Critical personal information of state residents and others — both in electronic and hard copy form — may be at risk of theft or unintentional exposure, the state’s watchdog agency reported Thursday.
“State agencies sampled by PEER were found to have records management practices that could lead to breaches of security and the release of personally identifiable information for which the state would be liable,” said James Barber, executive director of PEER, the Legislature’s watchdog arm, in a report released Thursday.
Information collected by various state agencies and found to be at risk include social security numbers, bank account statements, addresses, birth dates and other personal information, the report said.
The report urged several steps to be taken by the Mississippi Legislature to ensure that personal information collected by the state is kept secure.
The Legislature’s watchdog arm, commonly referred to as PEER, studied several state agencies’ records keeping systems and practices following an article published in the Sun Herald earlier this year about thousands of personal records found scattered on the Bay St.

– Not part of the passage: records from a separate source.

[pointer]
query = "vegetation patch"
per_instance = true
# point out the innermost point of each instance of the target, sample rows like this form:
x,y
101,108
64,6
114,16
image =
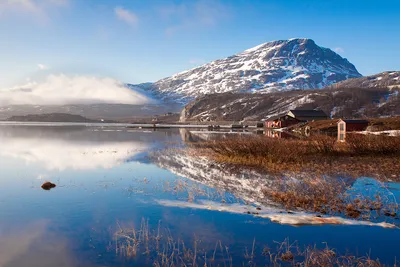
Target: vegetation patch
x,y
361,155
331,196
157,247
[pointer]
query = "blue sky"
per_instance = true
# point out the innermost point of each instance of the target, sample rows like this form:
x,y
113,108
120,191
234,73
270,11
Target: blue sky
x,y
138,40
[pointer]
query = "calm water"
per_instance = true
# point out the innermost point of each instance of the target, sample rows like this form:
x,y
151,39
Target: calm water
x,y
110,181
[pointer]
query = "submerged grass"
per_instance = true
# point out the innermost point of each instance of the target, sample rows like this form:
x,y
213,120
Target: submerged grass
x,y
376,156
331,196
157,247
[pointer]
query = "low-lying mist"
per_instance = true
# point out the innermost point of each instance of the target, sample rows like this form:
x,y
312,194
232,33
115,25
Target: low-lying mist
x,y
63,90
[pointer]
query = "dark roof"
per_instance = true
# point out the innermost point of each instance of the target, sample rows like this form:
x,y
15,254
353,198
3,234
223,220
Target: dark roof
x,y
275,117
308,113
355,121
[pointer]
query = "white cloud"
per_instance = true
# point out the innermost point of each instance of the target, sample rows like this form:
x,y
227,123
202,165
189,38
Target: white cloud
x,y
126,16
42,67
339,50
37,8
62,89
194,14
197,61
59,154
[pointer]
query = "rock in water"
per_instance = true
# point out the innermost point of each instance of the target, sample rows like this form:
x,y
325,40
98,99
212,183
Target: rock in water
x,y
48,186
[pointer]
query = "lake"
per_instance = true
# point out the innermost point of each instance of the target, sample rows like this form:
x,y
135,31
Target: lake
x,y
131,197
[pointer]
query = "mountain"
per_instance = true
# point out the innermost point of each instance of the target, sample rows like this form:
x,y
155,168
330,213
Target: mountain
x,y
52,117
119,112
383,79
274,66
337,102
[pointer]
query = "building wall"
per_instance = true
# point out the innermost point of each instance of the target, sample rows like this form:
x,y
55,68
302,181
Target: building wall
x,y
351,127
341,131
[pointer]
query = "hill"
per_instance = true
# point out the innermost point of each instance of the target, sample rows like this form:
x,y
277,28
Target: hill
x,y
270,67
340,103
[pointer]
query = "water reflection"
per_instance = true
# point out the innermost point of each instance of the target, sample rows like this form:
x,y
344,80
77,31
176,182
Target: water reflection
x,y
104,183
76,148
34,245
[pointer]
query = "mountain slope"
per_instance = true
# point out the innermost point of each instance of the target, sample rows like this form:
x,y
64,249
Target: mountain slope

Louis bridge.
That incident inspired PEER to investigate data collection, retention and destruction practices of 13 state agencies this year to determine if information was at risk and to make recommendations to agencies and the Legislature for changes.
When compiling the report, PEER did not name specific agencies in which problems were discovered “to prevent abuse of the data in this report by individual readers who may wish to exploit the gaps in security.” Nevertheless, several specific alarms were raised in the report:
• Some agencies transmit personal data to other state agencies or to non-state entities using insecure methods, such as unencrypted emails.
• Some agencies didn’t know where all personal data was kept, such as on hard drives, copiers or other electronic devices.
• Some agencies requested and kept more personal data than is required for a given database.
• Most agencies reviewed have not updated their data retention schedules on a regular basis.
• A lack of uniformity was found in what data is shared with other state agencies and third-party entities and how it is shared.
• There have been failures to ensure that personal data is destroyed when other state agencies or third-party entities say they destroy it.
Two state agencies are responsible for retention and destruction of most personal data in the state: Department of Archives and History and Information and Technology Services. The PEER investigation zoned in on these two agencies, though practices of at least 13 state agencies were assessed.
PEER made several recommendations in its report:
• Adopt a statewide data privacy law similar to federal education and healthcare privacy laws.
• Take better care and ensure better oversight when agencies say they destroy personal data.
• Keep a close eye and specific log on electronic data storage, such as on computer hard drives.
• Streamline electronic data security guidelines so that all state agencies operate the same way.
Agency heads for both the Department of Archives and History and Information Technology Services wrote letters to the PEER committee, promising to work to meet the committee’s recommendations.
“As stated in the report, (Archives and History) is currently working to produce general records retention schedules that apply to all state agencies, to address the lack of uniformity often found in agencies’ policies on the management and storage of their paper and electronic records,” Katie Blount, executive director of Archives and History, wrote in a letter to the PEER committee.